Lesson 2: Don't insult big dragons with strong flame-throwers.

Anyhow after hours and hours of traveling to find the princess and the dragon's cave they lost all sense of time...
"Wow, how long have we been so far lost in this forest?" our hero asked his trusty companion, William. William looked at the forest ahead, and then at his sundial-like watch device that could tell him the time, much as a watch does these days.
"About 15 minutes..." he replied.
"But I thought the narrator said that we have been lost for hours and hours!" Erm, my mistake. For minutes and minutes rather. Soon enough the pair saw a large-
"Stupid narrator" he muttered, shaking his fists at me. Anyhow, soon enough the pair found themselves in front of a large-
"Stupid narrator.." William agreed. Oh would you shut-up you two, and let me just tell the story? Please, I do need to keep this story flowing! Anyhow, the pair soon enough found themselves in front of a large, no giant, no huge, no enormous, no gargantuan, no gigantic, no-
"Shut-up and say what it is already!" screamed our hero in an angry rage. It was a large cave. And the pair entered, and found a giant slumbering beast in front of them. It was a huge dragon. It opened an eye, and look up at the two. The rocks were covered in sticks, that cracked under their feet.
"Opps! That your egg I just stood on?" laughed William. Suddenly William tripped on a stick, and dropped the lantern which they had lit upon entering.
"Anybody got a light?" and was promptly roasted like the large pompous pig he was, by the dragon. Although the dragon didn't really hurt him it was still rather funny. Soon enough William stumbled back up to his feet, and rekindled the lantern. Uuuh.. guys, I don't think that taunting the big mean dragon is a very good idea!
"Your mamma was a flame-thrower!" William angrily retorted.

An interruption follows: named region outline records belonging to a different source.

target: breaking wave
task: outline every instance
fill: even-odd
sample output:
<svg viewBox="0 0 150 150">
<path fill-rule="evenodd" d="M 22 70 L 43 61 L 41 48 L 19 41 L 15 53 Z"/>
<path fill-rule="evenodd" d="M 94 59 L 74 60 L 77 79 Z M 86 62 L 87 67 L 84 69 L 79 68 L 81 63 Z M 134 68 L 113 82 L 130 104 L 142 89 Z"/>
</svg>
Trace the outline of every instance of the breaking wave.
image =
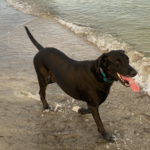
<svg viewBox="0 0 150 150">
<path fill-rule="evenodd" d="M 28 2 L 20 2 L 19 0 L 7 0 L 8 5 L 24 12 L 25 14 L 31 14 L 36 16 L 51 16 L 46 9 L 30 5 Z M 41 4 L 39 4 L 41 5 Z M 139 53 L 134 47 L 113 37 L 108 33 L 103 33 L 91 27 L 80 26 L 71 22 L 66 22 L 60 19 L 57 15 L 53 15 L 53 18 L 61 25 L 66 26 L 75 34 L 83 34 L 87 40 L 96 45 L 101 52 L 109 52 L 111 50 L 123 49 L 130 57 L 131 65 L 138 71 L 137 76 L 134 78 L 135 82 L 150 95 L 150 58 L 145 57 L 144 54 Z"/>
</svg>

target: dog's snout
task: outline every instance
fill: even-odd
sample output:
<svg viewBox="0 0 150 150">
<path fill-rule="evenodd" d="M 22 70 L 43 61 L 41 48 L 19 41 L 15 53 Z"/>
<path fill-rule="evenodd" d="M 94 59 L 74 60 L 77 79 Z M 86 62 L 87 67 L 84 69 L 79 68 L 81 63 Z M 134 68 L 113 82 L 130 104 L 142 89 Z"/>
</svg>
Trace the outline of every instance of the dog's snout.
<svg viewBox="0 0 150 150">
<path fill-rule="evenodd" d="M 136 76 L 136 74 L 137 74 L 136 70 L 131 70 L 130 71 L 130 76 L 134 77 L 134 76 Z"/>
</svg>

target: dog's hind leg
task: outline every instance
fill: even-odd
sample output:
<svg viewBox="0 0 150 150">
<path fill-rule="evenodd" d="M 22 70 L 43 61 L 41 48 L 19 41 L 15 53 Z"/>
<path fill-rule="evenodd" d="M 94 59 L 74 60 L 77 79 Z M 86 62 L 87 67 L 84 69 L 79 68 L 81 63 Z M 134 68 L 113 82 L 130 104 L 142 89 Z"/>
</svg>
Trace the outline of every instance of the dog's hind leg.
<svg viewBox="0 0 150 150">
<path fill-rule="evenodd" d="M 39 86 L 40 86 L 40 91 L 39 95 L 41 98 L 41 101 L 43 103 L 44 109 L 50 109 L 47 101 L 46 101 L 46 87 L 47 87 L 47 82 L 45 77 L 42 74 L 38 74 L 38 81 L 39 81 Z"/>
<path fill-rule="evenodd" d="M 78 113 L 81 114 L 81 115 L 85 115 L 85 114 L 91 114 L 91 111 L 89 108 L 80 108 L 78 110 Z"/>
<path fill-rule="evenodd" d="M 48 84 L 55 83 L 55 82 L 56 82 L 56 81 L 55 81 L 55 77 L 54 77 L 54 75 L 52 74 L 51 71 L 49 71 L 49 75 L 50 75 L 50 76 L 48 76 L 48 78 L 47 78 L 47 83 L 48 83 Z"/>
</svg>

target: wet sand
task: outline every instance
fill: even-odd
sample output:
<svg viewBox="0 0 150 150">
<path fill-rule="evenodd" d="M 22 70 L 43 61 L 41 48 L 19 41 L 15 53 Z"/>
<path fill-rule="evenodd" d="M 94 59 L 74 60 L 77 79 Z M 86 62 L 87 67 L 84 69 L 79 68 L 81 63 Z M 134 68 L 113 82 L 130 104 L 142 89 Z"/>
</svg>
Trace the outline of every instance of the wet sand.
<svg viewBox="0 0 150 150">
<path fill-rule="evenodd" d="M 38 50 L 23 26 L 44 47 L 58 48 L 71 58 L 91 60 L 101 53 L 84 36 L 52 18 L 30 16 L 29 20 L 9 28 L 0 38 L 0 150 L 149 150 L 150 97 L 142 90 L 135 93 L 116 82 L 100 106 L 106 130 L 117 137 L 115 143 L 102 139 L 91 115 L 72 111 L 73 106 L 86 104 L 66 95 L 57 84 L 47 88 L 47 101 L 56 111 L 43 112 L 33 68 Z"/>
</svg>

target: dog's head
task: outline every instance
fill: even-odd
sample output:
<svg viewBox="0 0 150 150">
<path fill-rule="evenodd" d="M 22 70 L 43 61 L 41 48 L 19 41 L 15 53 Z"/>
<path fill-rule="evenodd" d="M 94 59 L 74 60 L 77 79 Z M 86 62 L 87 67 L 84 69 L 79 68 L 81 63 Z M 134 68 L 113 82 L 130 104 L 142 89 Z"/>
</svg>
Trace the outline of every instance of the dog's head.
<svg viewBox="0 0 150 150">
<path fill-rule="evenodd" d="M 113 50 L 104 53 L 98 58 L 98 69 L 102 67 L 107 77 L 112 80 L 119 80 L 124 86 L 129 87 L 127 78 L 132 78 L 137 71 L 130 66 L 129 57 L 123 50 Z M 126 78 L 127 77 L 127 78 Z"/>
</svg>

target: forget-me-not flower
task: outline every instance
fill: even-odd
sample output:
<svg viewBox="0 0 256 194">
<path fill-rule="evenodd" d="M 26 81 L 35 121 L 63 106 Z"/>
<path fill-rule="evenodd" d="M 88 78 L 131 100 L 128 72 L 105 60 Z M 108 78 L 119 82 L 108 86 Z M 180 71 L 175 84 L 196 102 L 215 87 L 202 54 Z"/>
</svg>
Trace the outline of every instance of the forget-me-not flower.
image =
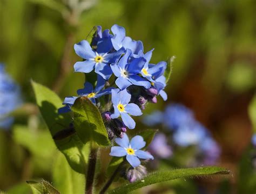
<svg viewBox="0 0 256 194">
<path fill-rule="evenodd" d="M 90 73 L 95 68 L 95 73 L 100 75 L 105 80 L 108 80 L 112 75 L 112 70 L 109 64 L 115 63 L 124 53 L 124 48 L 118 51 L 109 53 L 105 48 L 111 47 L 111 42 L 98 42 L 96 51 L 93 50 L 86 40 L 82 40 L 74 46 L 76 53 L 85 59 L 84 61 L 77 62 L 74 65 L 76 72 Z M 103 52 L 104 51 L 104 52 Z"/>
<path fill-rule="evenodd" d="M 125 36 L 125 29 L 114 24 L 111 27 L 114 36 L 111 38 L 114 48 L 118 51 L 122 47 L 130 49 L 133 54 L 139 55 L 143 52 L 143 44 L 141 41 L 133 40 Z"/>
<path fill-rule="evenodd" d="M 22 103 L 19 87 L 6 74 L 0 63 L 0 128 L 9 128 L 14 118 L 8 116 Z"/>
<path fill-rule="evenodd" d="M 84 83 L 84 88 L 77 90 L 77 94 L 80 96 L 85 96 L 95 104 L 96 99 L 99 98 L 103 95 L 111 94 L 111 90 L 113 88 L 108 88 L 105 90 L 102 90 L 105 83 L 105 81 L 100 76 L 98 76 L 96 86 L 93 89 L 92 84 L 89 82 Z M 77 96 L 70 96 L 65 98 L 64 102 L 62 103 L 65 106 L 59 109 L 58 112 L 63 113 L 70 112 L 71 107 L 74 104 L 76 99 L 78 98 Z"/>
<path fill-rule="evenodd" d="M 134 168 L 140 164 L 139 159 L 154 159 L 149 153 L 140 150 L 146 145 L 146 142 L 140 135 L 134 136 L 129 141 L 128 136 L 125 133 L 123 138 L 116 138 L 116 142 L 120 146 L 111 147 L 111 156 L 123 157 L 126 156 L 128 162 Z"/>
<path fill-rule="evenodd" d="M 116 84 L 123 90 L 132 84 L 150 88 L 150 83 L 137 74 L 140 73 L 146 60 L 142 57 L 134 59 L 131 62 L 129 58 L 131 54 L 130 49 L 127 49 L 125 54 L 115 64 L 111 64 L 111 69 L 117 77 Z"/>
<path fill-rule="evenodd" d="M 142 115 L 139 107 L 134 103 L 129 103 L 131 95 L 126 89 L 112 89 L 111 92 L 112 102 L 114 110 L 114 112 L 111 116 L 111 118 L 116 119 L 121 116 L 123 121 L 129 128 L 134 128 L 135 121 L 129 114 L 134 116 Z"/>
</svg>

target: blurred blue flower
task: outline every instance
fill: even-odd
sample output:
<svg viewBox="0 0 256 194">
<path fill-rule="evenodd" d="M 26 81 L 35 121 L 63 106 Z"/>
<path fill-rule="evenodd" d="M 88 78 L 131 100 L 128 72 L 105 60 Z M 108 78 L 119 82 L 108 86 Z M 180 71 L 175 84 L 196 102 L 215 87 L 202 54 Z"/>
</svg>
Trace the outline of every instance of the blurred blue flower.
<svg viewBox="0 0 256 194">
<path fill-rule="evenodd" d="M 125 36 L 125 29 L 117 24 L 113 25 L 111 31 L 114 36 L 111 38 L 114 48 L 118 51 L 122 47 L 129 49 L 132 53 L 139 55 L 143 53 L 143 45 L 141 41 L 133 40 L 131 38 Z"/>
<path fill-rule="evenodd" d="M 86 40 L 82 40 L 74 46 L 76 53 L 85 59 L 84 61 L 77 62 L 74 65 L 75 71 L 82 73 L 90 73 L 95 68 L 95 73 L 100 75 L 105 80 L 108 80 L 112 75 L 112 70 L 109 64 L 115 63 L 120 59 L 121 55 L 124 53 L 124 48 L 121 48 L 118 51 L 109 53 L 106 51 L 104 46 L 108 44 L 100 42 L 98 42 L 96 51 L 93 50 L 90 44 Z"/>
<path fill-rule="evenodd" d="M 164 133 L 157 133 L 154 136 L 149 149 L 160 158 L 167 159 L 172 155 L 172 148 L 167 143 L 166 136 Z"/>
<path fill-rule="evenodd" d="M 120 146 L 111 147 L 111 156 L 123 157 L 126 156 L 128 162 L 134 168 L 140 164 L 139 159 L 151 159 L 154 157 L 148 152 L 140 150 L 146 145 L 146 142 L 140 135 L 134 136 L 129 141 L 129 139 L 125 133 L 123 138 L 116 138 L 116 142 Z"/>
<path fill-rule="evenodd" d="M 170 130 L 179 128 L 194 120 L 193 112 L 181 104 L 171 104 L 164 112 L 164 124 Z"/>
<path fill-rule="evenodd" d="M 150 88 L 150 83 L 137 75 L 140 73 L 146 60 L 140 57 L 130 62 L 129 59 L 131 54 L 131 51 L 128 49 L 118 63 L 111 64 L 112 70 L 118 77 L 116 80 L 116 84 L 121 90 L 132 84 L 143 86 L 146 89 Z"/>
<path fill-rule="evenodd" d="M 124 124 L 130 129 L 135 128 L 135 121 L 129 114 L 138 116 L 142 114 L 139 107 L 134 103 L 130 103 L 131 95 L 126 89 L 120 90 L 118 89 L 112 90 L 112 102 L 114 112 L 111 116 L 111 118 L 116 119 L 121 115 Z"/>
<path fill-rule="evenodd" d="M 198 122 L 181 125 L 174 131 L 173 141 L 180 146 L 188 146 L 199 143 L 205 137 L 206 130 Z"/>
<path fill-rule="evenodd" d="M 99 98 L 103 95 L 111 94 L 111 90 L 113 88 L 108 88 L 105 90 L 102 90 L 105 83 L 105 81 L 100 76 L 98 76 L 96 86 L 93 90 L 93 87 L 89 82 L 84 83 L 84 88 L 77 90 L 77 94 L 81 96 L 85 96 L 95 104 L 96 98 Z M 62 107 L 58 110 L 59 113 L 68 112 L 71 111 L 71 106 L 74 104 L 75 101 L 78 97 L 70 96 L 65 98 L 64 102 L 62 103 L 65 106 Z"/>
<path fill-rule="evenodd" d="M 9 128 L 14 118 L 8 114 L 22 103 L 19 87 L 7 74 L 4 66 L 0 63 L 0 128 Z"/>
</svg>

The dragon now just snorted at him, too incompetent to understand him.
"Boy what big teeth you have grandma!" William laughed at him. Immediately our dragon "friend" grabbed William in one claw and flung him into the wall. Immediately he stood right back up and muttered at him
"You know, wrinkle cream would really help your scaly-skin problem!" the dragon snapped it's jaws angrily at our hero's trusty and ever increasingly annoying companion.
"You must be pretty old, to have all that wrinkly skin! What are you gonna do to me? I mean how tough do you think a dragon that old is? Whack me with your walker?" and then he laughed madly, and looked at the dragon with a crazed sparkle in his eyes.
"By the way, can I date your sister? I hope she's doesn't have as wrinkly skin as you!" William mocked the dragon. The only problem was, that this dragon knew a spell. And it spoke up, and casted it immediately after raising a large claw at William.
"I baste thee in a light butter sauce!" suddenly William was covered in warm melting yellow substance, which apparently was some sort of melted butter, with a massive amount of steam coming out of it. And soon enough William was melted alive, and was nothing more than a yellow puddle.
"Stand right there for a second, while I catch my breath!" said the dragon to our young hero. In fear our young hero stood away from the dragon glancing fearfully at was once his companion.